Nunca he podido abrir un libro sin riesgo para mis mandibulas. Veo con gusto que los doctores no resisten más que yo. Pero ¿por qué no emplea usted mejor el tiempo que le queda? Habia usted venido aquí para recoger las plantas de la montaña: no parece que en estos ocho días se haya llenado su caja.

¿Quiere usted que le deje ir de paseo, bajo la vigilancia de dos hombres? Soy demasiado magná nimo para negarle este pequeño favor. Cada uno debe desempeñar su oficio en este bajo mundo. Para usted, las hierbas; para mi, el dinero.

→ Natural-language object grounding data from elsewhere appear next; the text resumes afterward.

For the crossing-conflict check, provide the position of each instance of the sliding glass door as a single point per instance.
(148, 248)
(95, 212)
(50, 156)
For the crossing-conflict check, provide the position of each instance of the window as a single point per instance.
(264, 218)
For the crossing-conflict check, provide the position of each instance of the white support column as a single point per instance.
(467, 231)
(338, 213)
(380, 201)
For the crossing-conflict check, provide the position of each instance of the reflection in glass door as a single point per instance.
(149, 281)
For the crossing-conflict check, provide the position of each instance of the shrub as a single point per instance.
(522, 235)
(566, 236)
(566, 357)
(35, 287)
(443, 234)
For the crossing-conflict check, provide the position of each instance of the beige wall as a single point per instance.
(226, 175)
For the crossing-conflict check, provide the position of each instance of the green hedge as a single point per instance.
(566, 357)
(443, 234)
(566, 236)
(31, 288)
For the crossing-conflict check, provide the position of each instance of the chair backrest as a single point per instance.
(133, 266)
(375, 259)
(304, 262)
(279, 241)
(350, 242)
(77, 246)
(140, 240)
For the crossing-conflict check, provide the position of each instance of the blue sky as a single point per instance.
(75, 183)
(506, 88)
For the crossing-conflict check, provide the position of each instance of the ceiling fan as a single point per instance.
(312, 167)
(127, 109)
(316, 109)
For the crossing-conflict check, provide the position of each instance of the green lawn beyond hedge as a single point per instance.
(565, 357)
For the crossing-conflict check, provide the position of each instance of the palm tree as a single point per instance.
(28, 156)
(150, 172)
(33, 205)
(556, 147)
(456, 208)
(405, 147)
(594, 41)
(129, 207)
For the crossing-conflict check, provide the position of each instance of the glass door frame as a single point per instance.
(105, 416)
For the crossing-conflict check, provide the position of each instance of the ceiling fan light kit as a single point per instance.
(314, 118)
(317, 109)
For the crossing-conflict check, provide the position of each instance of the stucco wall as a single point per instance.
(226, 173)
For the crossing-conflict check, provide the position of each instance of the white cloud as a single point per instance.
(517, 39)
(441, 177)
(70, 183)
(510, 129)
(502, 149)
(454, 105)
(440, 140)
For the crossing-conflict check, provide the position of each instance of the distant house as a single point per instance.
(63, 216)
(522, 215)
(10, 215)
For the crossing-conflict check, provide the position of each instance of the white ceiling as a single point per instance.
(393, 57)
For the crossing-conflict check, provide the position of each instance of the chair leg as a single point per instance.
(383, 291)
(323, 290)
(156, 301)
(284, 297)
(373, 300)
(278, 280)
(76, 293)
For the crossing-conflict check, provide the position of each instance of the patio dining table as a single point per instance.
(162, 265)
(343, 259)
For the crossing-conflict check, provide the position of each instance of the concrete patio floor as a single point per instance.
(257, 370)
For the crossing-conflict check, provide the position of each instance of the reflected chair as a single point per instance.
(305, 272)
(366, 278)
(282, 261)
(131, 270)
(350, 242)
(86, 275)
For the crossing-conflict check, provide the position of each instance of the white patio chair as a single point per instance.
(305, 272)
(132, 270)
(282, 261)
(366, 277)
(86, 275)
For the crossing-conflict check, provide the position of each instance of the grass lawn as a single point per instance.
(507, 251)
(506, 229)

Dirá usted a los que le han enviado aqui: «¡He aqui unas hierbas cogidas en el reino de Hadgi—Stavros!» Si encontrase usted alguna que fuese bella y curiosa, y de la que no se hubiese hablado nunca en su país, nabría que darle mi nombre, y llamarla Reina de las montañas.

—Positivamente—pensaba yo—, si me encontrase a una legua de aqui, entre dos bandidos, no sería dificil ganarles la delantera. El peligro doblaria mis fuerzas, no hay que dudarlo. Corre mejor el que tiene mayor interés en correr. ¿Por qué la liebre es el más vivo de todos los animales? Porque es el más amenazado.